Jan Fortelný

Personal information
- Date of birth: 19 January 1999 (age 27)
- Place of birth: Prague, Czech Republic
- Height: 1.75 m (5 ft 9 in)
- Position: Midfielder

Team information
- Current team: Teplice
- Number: 8

Senior career*
- Years: Team / Apps / (Gls)
- 2018–2024: Sparta Prague / 1 / (0)
- 2018–2019: → Vlašim (loan) / 21 / (2)
- 2019–2020: → Jihlava (loan) / 28 / (1)
- 2020: → Teplice (loan) / 6 / (0)
- 2020: → Sparta Prague B / 3 / (3)
- 2021: → Teplice (loan) / 13 / (0)
- 2021–2022: → Teplice (loan) / 22 / (4)
- 2023–2024: → Sigma Olomouc (loan) / 29 / (1)
- 2024–2025: Jablonec / 13 / (0)
- 2025–: Teplice / 10 / (1)

International career
- 2014–2015: Czech Republic U16 / 4 / (1)
- 2015: Czech Republic U17 / 3 / (0)
- 2016–2017: Czech Republic U18 / 14 / (3)
- 2017: Czech Republic U19 / 6 / (1)
- 2018–2019: Czech Republic U20 / 8 / (1)

= Jan Fortelný =

Czech footballer

Jan Fortelný (born 19 January 1999) is a Czech footballer who plays as a midfielder for Teplice.

==Club career==

===Youth level===

On youth level, he played for AC Sparta Prague. He played in 4 2016-17 UEFA Youth League matches against OFK Titograd and Altinordu FK scoring 2 goals, also he played in 3 2017-18 UEFA Youth League matches against F91 Dudelange and RB Salzburg.

===AC Sparta Prague===
He made his debut for the first team on 20 September 2020 in the Czech First League match against FC Fastav Zlín.

Since then he played in 1 league match and in 1 Czech Cup match without scoring a goal (actual to 21 January 2021). He also played in 3 matches (scoring 3 goals) for reserve team in Bohemian Football League.

====FC Sellier and Bellot Vlašim (loan)====
On 17 August 2018 he was loaned to FC Sellier & Bellot Vlašim in Czech National Football League.

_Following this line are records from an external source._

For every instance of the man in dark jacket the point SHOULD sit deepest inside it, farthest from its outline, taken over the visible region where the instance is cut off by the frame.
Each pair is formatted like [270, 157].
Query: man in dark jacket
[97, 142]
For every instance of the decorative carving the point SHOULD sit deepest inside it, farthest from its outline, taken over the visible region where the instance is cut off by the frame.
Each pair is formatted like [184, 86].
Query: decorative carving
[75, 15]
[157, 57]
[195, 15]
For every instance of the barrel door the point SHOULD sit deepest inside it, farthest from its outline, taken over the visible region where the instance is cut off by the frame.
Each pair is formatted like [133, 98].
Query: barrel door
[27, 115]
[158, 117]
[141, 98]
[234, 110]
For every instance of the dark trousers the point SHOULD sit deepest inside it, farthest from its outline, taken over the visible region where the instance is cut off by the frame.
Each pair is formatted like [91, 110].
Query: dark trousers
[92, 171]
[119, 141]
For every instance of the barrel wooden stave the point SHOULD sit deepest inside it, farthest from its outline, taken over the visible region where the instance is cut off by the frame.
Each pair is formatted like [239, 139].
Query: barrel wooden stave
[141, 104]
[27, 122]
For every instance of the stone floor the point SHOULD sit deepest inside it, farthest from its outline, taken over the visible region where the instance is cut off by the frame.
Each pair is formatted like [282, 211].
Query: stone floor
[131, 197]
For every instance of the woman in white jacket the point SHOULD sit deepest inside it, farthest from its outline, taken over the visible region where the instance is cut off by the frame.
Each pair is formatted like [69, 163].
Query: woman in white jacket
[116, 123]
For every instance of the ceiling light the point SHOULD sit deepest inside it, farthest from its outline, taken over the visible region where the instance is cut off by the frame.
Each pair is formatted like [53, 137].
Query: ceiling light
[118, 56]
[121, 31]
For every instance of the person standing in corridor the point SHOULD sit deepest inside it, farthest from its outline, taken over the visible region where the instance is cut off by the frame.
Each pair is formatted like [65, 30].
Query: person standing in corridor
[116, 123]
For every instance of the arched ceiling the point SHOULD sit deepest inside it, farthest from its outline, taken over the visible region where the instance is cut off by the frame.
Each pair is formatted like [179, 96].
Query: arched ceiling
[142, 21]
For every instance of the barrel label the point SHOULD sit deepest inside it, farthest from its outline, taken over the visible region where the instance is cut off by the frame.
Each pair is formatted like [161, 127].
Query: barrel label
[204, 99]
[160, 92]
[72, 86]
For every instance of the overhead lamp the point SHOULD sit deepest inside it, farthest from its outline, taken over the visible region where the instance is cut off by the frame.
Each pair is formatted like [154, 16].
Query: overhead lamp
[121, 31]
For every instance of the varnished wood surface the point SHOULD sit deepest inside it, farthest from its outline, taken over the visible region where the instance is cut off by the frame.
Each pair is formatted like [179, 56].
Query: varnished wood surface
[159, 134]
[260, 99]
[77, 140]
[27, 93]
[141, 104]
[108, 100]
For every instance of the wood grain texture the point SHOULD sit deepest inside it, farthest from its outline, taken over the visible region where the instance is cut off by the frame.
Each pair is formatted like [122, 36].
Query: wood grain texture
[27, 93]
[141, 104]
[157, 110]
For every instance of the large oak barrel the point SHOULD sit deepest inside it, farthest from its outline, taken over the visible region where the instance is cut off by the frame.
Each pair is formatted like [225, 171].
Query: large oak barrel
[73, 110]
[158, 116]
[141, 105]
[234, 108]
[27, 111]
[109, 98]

In one year long loan he played in 21 league matches (scoring 2 goals) and in 2 Czech Cup matches (scoring 1 goal).

====FC Vysočina Jihlava (loan)====
On 11 July 2019 he was loaned to FC Vysočina Jihlava also in Czech National Football League. In one year long loan he played in 28 league matches scoring 1 goal, also he played in 1 Czech Cup match without scoring a goal.

====FK Teplice (loan)====
On 5 October 2020 he was loaned to FK Teplice in Czech First League. In 3 months long loan he played in 6 league matches without scoring a goal.

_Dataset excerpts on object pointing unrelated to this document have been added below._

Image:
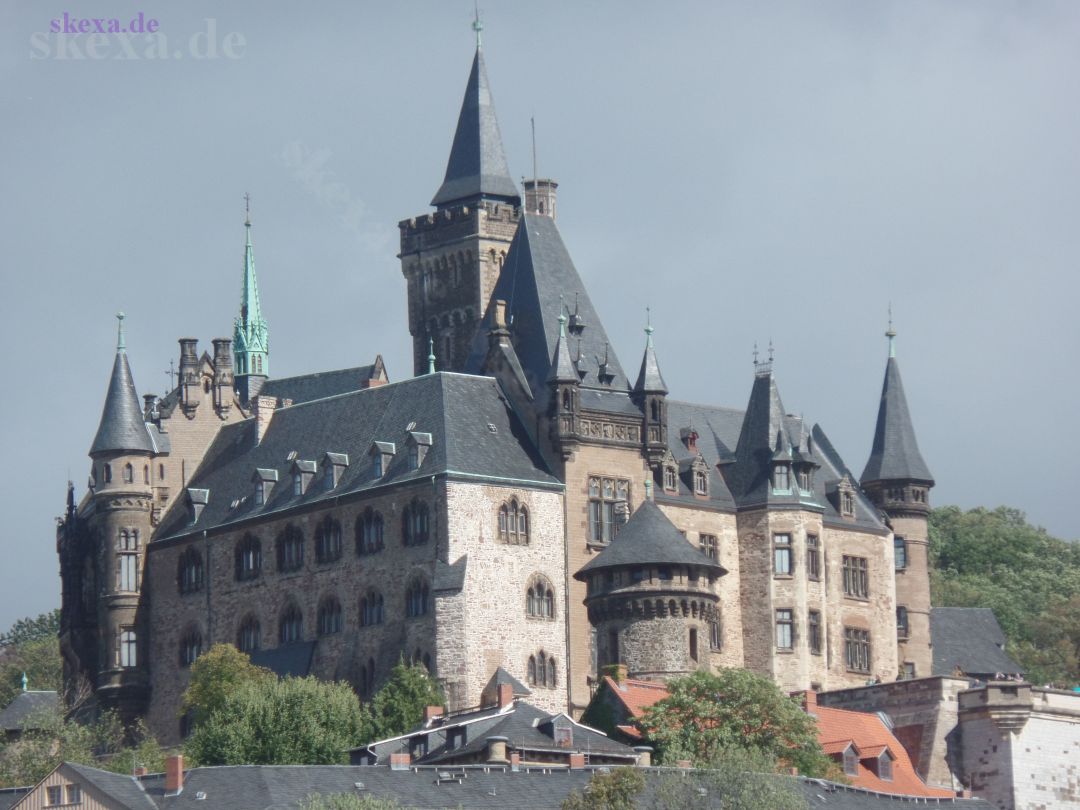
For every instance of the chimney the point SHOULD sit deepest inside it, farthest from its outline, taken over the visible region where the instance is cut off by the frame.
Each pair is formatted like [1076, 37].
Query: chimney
[505, 694]
[174, 774]
[262, 412]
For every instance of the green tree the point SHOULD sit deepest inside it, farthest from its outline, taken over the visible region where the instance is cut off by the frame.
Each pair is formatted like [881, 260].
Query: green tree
[399, 705]
[215, 675]
[707, 715]
[617, 790]
[289, 721]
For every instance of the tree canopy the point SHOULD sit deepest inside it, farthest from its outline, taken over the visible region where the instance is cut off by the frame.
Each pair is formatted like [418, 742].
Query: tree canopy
[995, 558]
[706, 716]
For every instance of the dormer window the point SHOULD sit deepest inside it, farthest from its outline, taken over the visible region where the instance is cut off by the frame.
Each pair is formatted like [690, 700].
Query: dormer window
[418, 446]
[264, 485]
[304, 471]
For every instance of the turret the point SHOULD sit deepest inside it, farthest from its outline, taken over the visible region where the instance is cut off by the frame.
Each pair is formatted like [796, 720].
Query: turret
[899, 482]
[252, 335]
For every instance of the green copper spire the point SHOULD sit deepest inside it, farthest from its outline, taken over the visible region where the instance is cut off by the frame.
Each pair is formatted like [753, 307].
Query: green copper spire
[252, 336]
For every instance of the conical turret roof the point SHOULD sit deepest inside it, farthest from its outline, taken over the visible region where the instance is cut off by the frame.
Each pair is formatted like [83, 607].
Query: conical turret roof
[122, 428]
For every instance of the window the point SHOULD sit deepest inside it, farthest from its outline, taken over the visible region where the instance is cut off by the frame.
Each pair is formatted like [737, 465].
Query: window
[127, 562]
[514, 523]
[416, 598]
[328, 540]
[370, 609]
[856, 649]
[902, 628]
[709, 545]
[329, 617]
[900, 551]
[785, 629]
[540, 599]
[813, 557]
[782, 555]
[129, 652]
[248, 637]
[291, 625]
[248, 558]
[604, 494]
[415, 524]
[855, 582]
[190, 647]
[813, 631]
[368, 531]
[289, 549]
[189, 571]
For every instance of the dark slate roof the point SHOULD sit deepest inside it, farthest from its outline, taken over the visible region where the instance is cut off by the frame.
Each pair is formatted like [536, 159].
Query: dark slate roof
[538, 275]
[895, 454]
[319, 386]
[474, 435]
[288, 660]
[477, 165]
[970, 638]
[125, 792]
[122, 427]
[14, 715]
[648, 537]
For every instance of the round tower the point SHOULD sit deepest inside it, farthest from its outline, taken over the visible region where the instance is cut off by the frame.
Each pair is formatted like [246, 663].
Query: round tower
[651, 598]
[120, 525]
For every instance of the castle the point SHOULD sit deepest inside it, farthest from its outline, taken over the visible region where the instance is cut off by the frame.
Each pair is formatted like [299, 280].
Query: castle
[520, 511]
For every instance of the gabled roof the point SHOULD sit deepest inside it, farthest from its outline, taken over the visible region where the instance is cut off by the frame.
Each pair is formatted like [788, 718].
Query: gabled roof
[649, 538]
[970, 638]
[895, 454]
[477, 164]
[538, 275]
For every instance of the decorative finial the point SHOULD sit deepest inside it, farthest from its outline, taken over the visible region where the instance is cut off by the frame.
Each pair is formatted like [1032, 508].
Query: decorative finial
[891, 334]
[477, 26]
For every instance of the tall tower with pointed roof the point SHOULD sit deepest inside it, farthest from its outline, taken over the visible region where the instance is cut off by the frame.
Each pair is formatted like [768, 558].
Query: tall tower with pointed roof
[451, 258]
[898, 481]
[251, 337]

On 8 February 2021 he was loaned to FK Teplice again.

On 12 August 2021 he was loaned to FK Teplice once again.

====SK Sigma Olomouc (loan)====
On 2 January 2023 he was loaned to SK Sigma Olomouc for half a season.

===FK Jablonec===
On 19 July 2024, Fortelný signed a contract with FK Jablonec.

===FK Teplice===
On 8 September 2025, Fortelný signed a contract with FK Teplice.

==International career==
He had played international football at under-16, 17, 18, 19 and 20 level for Czech Republic U16, Czech Republic U17, Czech Republic U18, Czech Republic U19 and Czech Republic U20. He played in 35 matches scoring 6 goals.